By the time I left Brooklyn, my apartment had become a makeshift plant orphanage. I was working as a plant technician in Manhattan (taking care of people’s office plants and running my tail all over the city). Every time someone had a flailing plant on their hands they seemed to magically gravitate towards me, holding the sad thing out in two hands like a child that had broken a toy and didn’t really want to see it anymore. I took each one home. Plants that had gnats, aphids, mealy bug. Plants that had been underwatered, overwatered, ignored in an empty office for months. I smuggled home cuttings and offshoots and rooted them in soil. By mid summer, our apartment looked like this:

 

 

These plants were my friends. I watched them recover, grow, and flourish. I talked to them. They filled our small kitchen with green light, reviving us every time the city’s pavement buried us alive once again. When I left Brooklyn, instead of divvying up furniture or kitchen appliances, my roommate and I divided plants. I bid a tearful goodbye to those that were staying under my roommate’s sweet care and bravely moved on.

When I arrived in Asheville last March I was homeless and carting and a dozen plants in the back of my car. I booked a room at a hostel and brought them in with me so they wouldn’t get cold at night. Then, I started scheming to find them a home.

It’s been a year now since I settled into the tiny, blue-chipped cottage on a winding road north of the city. It’s a quirky place. Built in the early 1920s, the walkways from room to room slant downward from so many years of foot traffic and we are outnumbered by the bees living in our roof by a factor of 500:1. But the kitchen is sunny and up until very recently, all the plants have been very happy.

Lately, however, something strange has begun to happen. Some plants, which have remained more of less dormant since the move, have begun to sprout new life! They are growing, unfurling getting bigger and grander every day! This ZZ plant is sending up a new shoot for the first time since it lived on a high shelf in my dusty Brooklyn kitchen! I cannot tell you the joy of watching this beautiful, ridiculously phallic-like, entity grow taller every day! I can’t wait until it unfurls!

 

Just peeking out…and now quite erect!

 

Other plants, however, have inextricably begun to fade. I can find no reason for the decline. They don’t have bugs, they aren’t being ignored, malnourished or mistreated. They are just….dying.

 

Fittonia in a sorry state

 

It’s got me thinking. The deeper undercurrents of our life surface in so many ways. Our emotional and spiritual wellbeing is often reflected in the physical world. Anyone who has ever experienced depression or loss can attest that your mood affects more than just your mindsets. New research has even proved that a “broken heart” can actually cause cardio-distress similar to a heart attack. So, is it that far off to think that our physical surroundings, which we interact with all the time, could also reflect a change in our inward beings?
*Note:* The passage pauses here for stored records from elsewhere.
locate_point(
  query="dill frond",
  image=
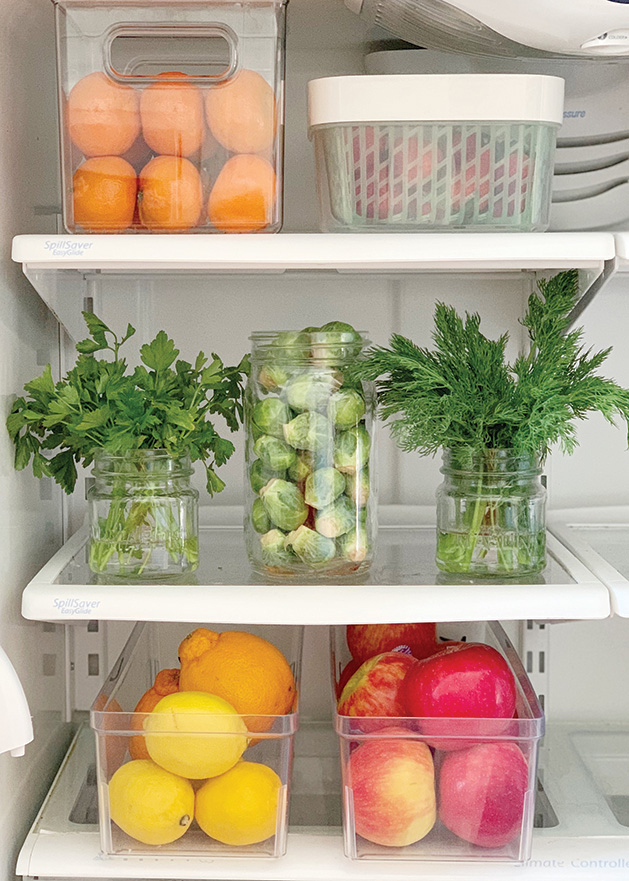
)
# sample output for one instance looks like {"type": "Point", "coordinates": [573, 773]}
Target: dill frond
{"type": "Point", "coordinates": [463, 393]}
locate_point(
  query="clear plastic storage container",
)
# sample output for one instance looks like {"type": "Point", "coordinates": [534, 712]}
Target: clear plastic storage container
{"type": "Point", "coordinates": [435, 152]}
{"type": "Point", "coordinates": [196, 778]}
{"type": "Point", "coordinates": [171, 115]}
{"type": "Point", "coordinates": [440, 788]}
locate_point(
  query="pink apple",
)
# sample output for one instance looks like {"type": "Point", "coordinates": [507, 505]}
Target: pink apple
{"type": "Point", "coordinates": [374, 690]}
{"type": "Point", "coordinates": [346, 674]}
{"type": "Point", "coordinates": [482, 792]}
{"type": "Point", "coordinates": [366, 640]}
{"type": "Point", "coordinates": [392, 782]}
{"type": "Point", "coordinates": [466, 682]}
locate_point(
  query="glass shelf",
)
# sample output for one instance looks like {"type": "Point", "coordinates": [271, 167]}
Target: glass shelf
{"type": "Point", "coordinates": [403, 585]}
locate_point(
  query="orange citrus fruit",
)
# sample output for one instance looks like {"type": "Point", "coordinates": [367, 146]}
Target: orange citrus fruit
{"type": "Point", "coordinates": [103, 117]}
{"type": "Point", "coordinates": [242, 113]}
{"type": "Point", "coordinates": [243, 195]}
{"type": "Point", "coordinates": [166, 682]}
{"type": "Point", "coordinates": [172, 116]}
{"type": "Point", "coordinates": [170, 194]}
{"type": "Point", "coordinates": [104, 191]}
{"type": "Point", "coordinates": [246, 670]}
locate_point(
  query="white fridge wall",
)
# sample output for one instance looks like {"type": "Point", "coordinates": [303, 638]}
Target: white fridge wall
{"type": "Point", "coordinates": [30, 511]}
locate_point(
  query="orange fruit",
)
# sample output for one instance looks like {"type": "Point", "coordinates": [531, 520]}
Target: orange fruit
{"type": "Point", "coordinates": [247, 671]}
{"type": "Point", "coordinates": [166, 682]}
{"type": "Point", "coordinates": [172, 116]}
{"type": "Point", "coordinates": [170, 194]}
{"type": "Point", "coordinates": [104, 191]}
{"type": "Point", "coordinates": [103, 117]}
{"type": "Point", "coordinates": [243, 195]}
{"type": "Point", "coordinates": [242, 113]}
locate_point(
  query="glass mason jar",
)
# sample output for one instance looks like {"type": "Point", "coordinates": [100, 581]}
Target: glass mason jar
{"type": "Point", "coordinates": [310, 506]}
{"type": "Point", "coordinates": [143, 515]}
{"type": "Point", "coordinates": [491, 514]}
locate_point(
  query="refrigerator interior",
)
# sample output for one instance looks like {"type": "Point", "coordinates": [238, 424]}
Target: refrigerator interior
{"type": "Point", "coordinates": [579, 666]}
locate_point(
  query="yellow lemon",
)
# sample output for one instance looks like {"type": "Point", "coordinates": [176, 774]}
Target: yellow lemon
{"type": "Point", "coordinates": [240, 806]}
{"type": "Point", "coordinates": [195, 734]}
{"type": "Point", "coordinates": [150, 804]}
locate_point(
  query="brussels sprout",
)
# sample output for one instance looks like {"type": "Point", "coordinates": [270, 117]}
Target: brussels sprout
{"type": "Point", "coordinates": [346, 408]}
{"type": "Point", "coordinates": [274, 453]}
{"type": "Point", "coordinates": [274, 552]}
{"type": "Point", "coordinates": [259, 518]}
{"type": "Point", "coordinates": [336, 342]}
{"type": "Point", "coordinates": [287, 347]}
{"type": "Point", "coordinates": [309, 431]}
{"type": "Point", "coordinates": [311, 391]}
{"type": "Point", "coordinates": [260, 474]}
{"type": "Point", "coordinates": [301, 468]}
{"type": "Point", "coordinates": [354, 545]}
{"type": "Point", "coordinates": [351, 449]}
{"type": "Point", "coordinates": [337, 519]}
{"type": "Point", "coordinates": [270, 416]}
{"type": "Point", "coordinates": [323, 486]}
{"type": "Point", "coordinates": [311, 547]}
{"type": "Point", "coordinates": [284, 504]}
{"type": "Point", "coordinates": [357, 487]}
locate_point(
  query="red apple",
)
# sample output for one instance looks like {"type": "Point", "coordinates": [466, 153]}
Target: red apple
{"type": "Point", "coordinates": [366, 640]}
{"type": "Point", "coordinates": [374, 690]}
{"type": "Point", "coordinates": [466, 682]}
{"type": "Point", "coordinates": [392, 782]}
{"type": "Point", "coordinates": [346, 674]}
{"type": "Point", "coordinates": [482, 792]}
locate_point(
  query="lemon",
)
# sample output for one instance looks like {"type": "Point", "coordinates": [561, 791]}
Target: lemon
{"type": "Point", "coordinates": [195, 734]}
{"type": "Point", "coordinates": [150, 804]}
{"type": "Point", "coordinates": [240, 806]}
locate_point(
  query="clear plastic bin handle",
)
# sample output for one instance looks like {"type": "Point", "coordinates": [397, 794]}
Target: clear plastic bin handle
{"type": "Point", "coordinates": [149, 56]}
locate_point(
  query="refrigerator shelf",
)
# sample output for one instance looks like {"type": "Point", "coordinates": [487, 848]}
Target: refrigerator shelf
{"type": "Point", "coordinates": [403, 585]}
{"type": "Point", "coordinates": [599, 537]}
{"type": "Point", "coordinates": [64, 269]}
{"type": "Point", "coordinates": [586, 782]}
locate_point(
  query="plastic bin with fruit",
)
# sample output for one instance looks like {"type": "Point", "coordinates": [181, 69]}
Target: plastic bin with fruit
{"type": "Point", "coordinates": [194, 734]}
{"type": "Point", "coordinates": [439, 740]}
{"type": "Point", "coordinates": [171, 116]}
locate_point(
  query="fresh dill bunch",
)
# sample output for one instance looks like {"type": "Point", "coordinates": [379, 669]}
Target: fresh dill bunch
{"type": "Point", "coordinates": [463, 392]}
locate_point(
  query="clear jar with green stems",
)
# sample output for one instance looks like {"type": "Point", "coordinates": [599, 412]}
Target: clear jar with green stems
{"type": "Point", "coordinates": [491, 519]}
{"type": "Point", "coordinates": [143, 516]}
{"type": "Point", "coordinates": [310, 506]}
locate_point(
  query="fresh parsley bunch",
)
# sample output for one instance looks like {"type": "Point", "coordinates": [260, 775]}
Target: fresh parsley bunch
{"type": "Point", "coordinates": [464, 394]}
{"type": "Point", "coordinates": [164, 404]}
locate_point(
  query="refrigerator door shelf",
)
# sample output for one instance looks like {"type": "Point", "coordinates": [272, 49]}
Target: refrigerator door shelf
{"type": "Point", "coordinates": [588, 831]}
{"type": "Point", "coordinates": [16, 729]}
{"type": "Point", "coordinates": [64, 269]}
{"type": "Point", "coordinates": [403, 585]}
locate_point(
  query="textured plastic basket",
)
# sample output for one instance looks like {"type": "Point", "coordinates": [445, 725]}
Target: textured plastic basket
{"type": "Point", "coordinates": [449, 152]}
{"type": "Point", "coordinates": [120, 740]}
{"type": "Point", "coordinates": [484, 773]}
{"type": "Point", "coordinates": [171, 115]}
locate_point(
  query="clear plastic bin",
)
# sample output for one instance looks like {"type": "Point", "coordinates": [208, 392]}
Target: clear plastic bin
{"type": "Point", "coordinates": [442, 152]}
{"type": "Point", "coordinates": [484, 780]}
{"type": "Point", "coordinates": [171, 115]}
{"type": "Point", "coordinates": [203, 775]}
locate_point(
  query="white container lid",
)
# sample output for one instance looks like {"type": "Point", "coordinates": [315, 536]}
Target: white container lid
{"type": "Point", "coordinates": [435, 98]}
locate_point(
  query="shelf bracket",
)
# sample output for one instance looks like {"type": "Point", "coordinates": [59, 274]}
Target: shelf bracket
{"type": "Point", "coordinates": [610, 267]}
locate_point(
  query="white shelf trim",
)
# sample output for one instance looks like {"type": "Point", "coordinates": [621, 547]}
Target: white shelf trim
{"type": "Point", "coordinates": [580, 596]}
{"type": "Point", "coordinates": [445, 252]}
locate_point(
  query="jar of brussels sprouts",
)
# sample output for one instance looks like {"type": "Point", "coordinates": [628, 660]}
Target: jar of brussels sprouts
{"type": "Point", "coordinates": [311, 506]}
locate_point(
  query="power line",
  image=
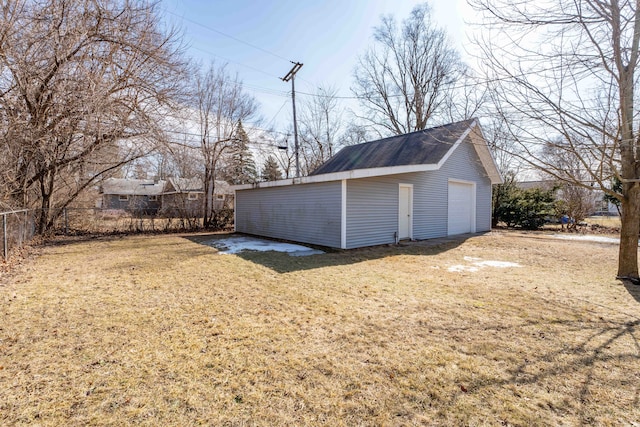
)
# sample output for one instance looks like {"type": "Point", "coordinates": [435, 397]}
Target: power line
{"type": "Point", "coordinates": [228, 36]}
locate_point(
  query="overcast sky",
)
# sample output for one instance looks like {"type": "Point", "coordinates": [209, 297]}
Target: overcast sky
{"type": "Point", "coordinates": [258, 38]}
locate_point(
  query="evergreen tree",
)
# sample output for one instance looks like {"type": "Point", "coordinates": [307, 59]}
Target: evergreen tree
{"type": "Point", "coordinates": [241, 169]}
{"type": "Point", "coordinates": [270, 170]}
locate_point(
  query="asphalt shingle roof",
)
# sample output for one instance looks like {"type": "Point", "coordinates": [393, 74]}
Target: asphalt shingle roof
{"type": "Point", "coordinates": [427, 146]}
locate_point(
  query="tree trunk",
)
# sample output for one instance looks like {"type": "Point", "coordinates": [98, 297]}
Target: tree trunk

The infamous book The Secret Life of Plants marked the first time that anyone explored the idea that plants could be connected to us on an emotional level, responding to deep undercurrents of feeling. The research in this book suggested, not only that we communicate on an energetic level with plants, but that our connection with those plants that surround us is so profound that our own states of wellbeing affect the plants themselves.

 

Could my plants be telling me something about my own growth or small deaths? I think there is an unlimited amount of wisdom surrounding us at all times. There is so much to be learned from plants, animals, and the earth… as well as the environments that we have built up around ourselves. When something strikes you or seems to be changing in a way that demands your attention, you better stop and take a long hard look. Otherwise, you might miss a very important and well-crafted message.

Is it just a coincidence that, a year into the establishment of a whole new life– a massive uprooting that meant a complete change of location, occupation, friendships, and partnerships–  that some of the living pieces of my past might thrive, while others begin to wane? I don’t think so. I am at a point right now when I am taking serious stock of all that I have built and all that I have carried with me from the past. In this new spring I’ve been stepping back to really recognize what is fulfilling for me, to let go of all the old patterns, people, and positions that might have blossomed for me in the past, but are now just draining my energy, resources and reserves. Some parts of your life will bloom and grow forever, and others are only supposed to stick around for a little while. That’s just the way it goes.

 

 

Why is the spider plant thriving, but not the marginata? Why is the ZZ suddenly sprouting anew while the fittonia slowly loses all its leaves? That, I don’t know. What I do know is that things are changing, I can see it.